Den Ball, den Finanz- und Heimatminister Markus Söder vom Kreisvorsitzenden der CSU Bamberg Stadt, Christian Lange, zugeworfen bekam, als dieser ihn vor seiner Festrede bei der 70-Jahr-Feier der Bamberger CSU als fränkischer König und Kaiser titulierte, nahm Söder am Montag mit einem breiten Grinsen auf. "Für mich ist es immer wieder ein Hochgenuss, an einem Ort zu sein, an ich mich richtig heimisch fühle", sagte Söder.

Zwar sei München sehr schön, aber Franken halt noch schöner. Zudem habe er besonders in Bamberg nicht nur Parteifreunde, sondern auch zahlreiche "echte" Freunde, die er schon lange kenne und mit denen er gerne zusammenarbeite. "Auch ist in Bamberg mit der Staatsministerin Melanie Huml die einzige Frau beheimatet, die an mich ran darf. Und zwar alljährlich dann, wenn es um Schutzimpfungen geht", scherzte ein gutgelaunter Minister. Den Bundestagsabgeordneten Thomas Silberhorn wiederum beschrieb er als einer der klügsten Köpfe in der Bundesregierung.

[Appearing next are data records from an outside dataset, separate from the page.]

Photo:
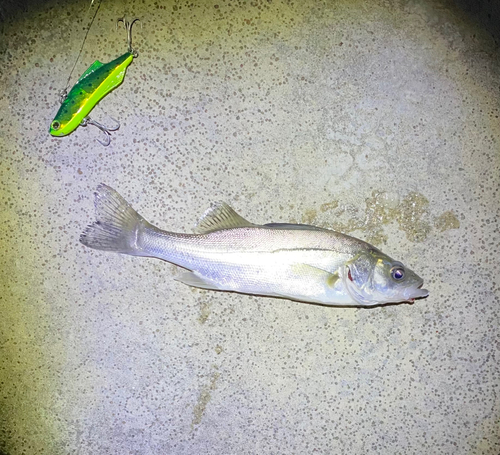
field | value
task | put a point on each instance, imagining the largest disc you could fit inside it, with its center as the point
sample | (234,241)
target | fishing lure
(94,84)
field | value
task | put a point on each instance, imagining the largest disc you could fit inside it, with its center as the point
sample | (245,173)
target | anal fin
(197,281)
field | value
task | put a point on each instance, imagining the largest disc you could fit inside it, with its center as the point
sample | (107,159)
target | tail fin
(118,225)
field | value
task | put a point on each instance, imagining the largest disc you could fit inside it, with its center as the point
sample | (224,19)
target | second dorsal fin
(220,216)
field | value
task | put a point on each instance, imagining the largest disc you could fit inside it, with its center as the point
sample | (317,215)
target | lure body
(94,84)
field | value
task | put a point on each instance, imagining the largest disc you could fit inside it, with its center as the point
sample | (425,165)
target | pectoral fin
(316,274)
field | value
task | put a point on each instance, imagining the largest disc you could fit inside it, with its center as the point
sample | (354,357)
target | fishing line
(64,92)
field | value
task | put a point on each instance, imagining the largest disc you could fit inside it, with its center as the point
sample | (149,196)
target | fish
(228,253)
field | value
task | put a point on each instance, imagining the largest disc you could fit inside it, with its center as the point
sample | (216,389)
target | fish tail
(117,226)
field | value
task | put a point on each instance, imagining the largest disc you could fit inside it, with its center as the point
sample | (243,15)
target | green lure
(94,84)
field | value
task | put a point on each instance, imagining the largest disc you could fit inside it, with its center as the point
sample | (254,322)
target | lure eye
(398,273)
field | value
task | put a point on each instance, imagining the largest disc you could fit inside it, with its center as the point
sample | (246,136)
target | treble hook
(105,129)
(128,27)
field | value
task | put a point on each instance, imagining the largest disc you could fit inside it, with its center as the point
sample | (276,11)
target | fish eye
(398,273)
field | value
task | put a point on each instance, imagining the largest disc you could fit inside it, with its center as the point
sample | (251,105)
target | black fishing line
(64,92)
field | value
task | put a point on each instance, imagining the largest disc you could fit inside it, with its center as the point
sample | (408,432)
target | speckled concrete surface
(377,118)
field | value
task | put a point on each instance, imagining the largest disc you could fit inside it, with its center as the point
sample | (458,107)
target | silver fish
(228,253)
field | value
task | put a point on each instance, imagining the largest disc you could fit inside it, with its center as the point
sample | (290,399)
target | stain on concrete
(445,221)
(204,398)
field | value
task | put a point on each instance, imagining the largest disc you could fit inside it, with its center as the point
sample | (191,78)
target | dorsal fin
(220,216)
(97,64)
(291,226)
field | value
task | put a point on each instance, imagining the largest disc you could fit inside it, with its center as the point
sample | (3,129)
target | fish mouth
(417,293)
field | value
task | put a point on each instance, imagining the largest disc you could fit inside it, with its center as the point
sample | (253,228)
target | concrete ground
(380,119)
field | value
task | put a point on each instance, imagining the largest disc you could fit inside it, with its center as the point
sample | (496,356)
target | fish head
(373,278)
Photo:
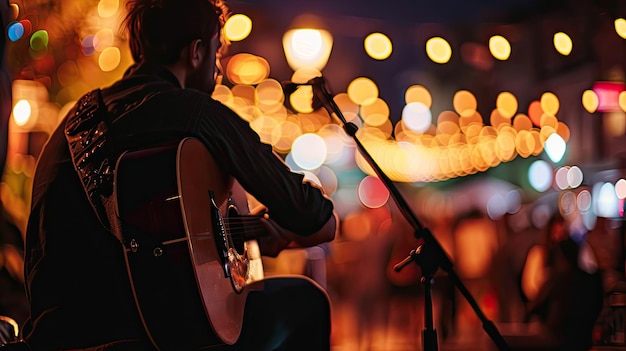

Die Verdienste der Bamberger CSU hingegen unterstrich er wie bereits sein Vorredner, der Bezirksvorsitzende der CSU-Oberfranken, Hans-Peter Friedrich, als eine Erfolgsgeschichte. Hier hätten Männer und Frauen der ersten Stunde sich den Herausforderungen gestellt und den Freistaat zu dem gemacht, was er heute ist: ein starker Anker Europas. Denn Deutschland sei der Stabilitätsmotor von Europa. Und Deutschland erhalte seine Stabilität wiederum von Bayern. "Und genau deshalb ist Europa so stark, weil es nämlich uns Franken und Bayern gibt", betonte Söder.

Zwar ließ es sich der Finanzminister am Ende seiner Rede nicht nehmen, einmal mehr den in seinen Augen ungerechten "Länderfinanzausgleich" anzuprangern, den Schwerpunkt seiner Festrede legte Söder jedoch auf die Flüchtlingsproblematik. "Deutschland kann stolz sein auf alle Bürger und Ehrenamtlichen, was diese im Rahmen des Gebots der Nächstenliebe bisher alles geschaffen und wie vielen Flüchtlingen wir bereits geholfen haben", lobte er. Dennoch: Auch wenn Deutschlands Herz groß sei, irgendwann einmal seien alle Möglichkeiten ausgeschöpft. "Daher brauchen wir die Begrenzung der Zuwanderung, sonst laufen wir der Gefahr, die Herausforderungen nicht mehr zu schaffen", forderte der Finanzminister.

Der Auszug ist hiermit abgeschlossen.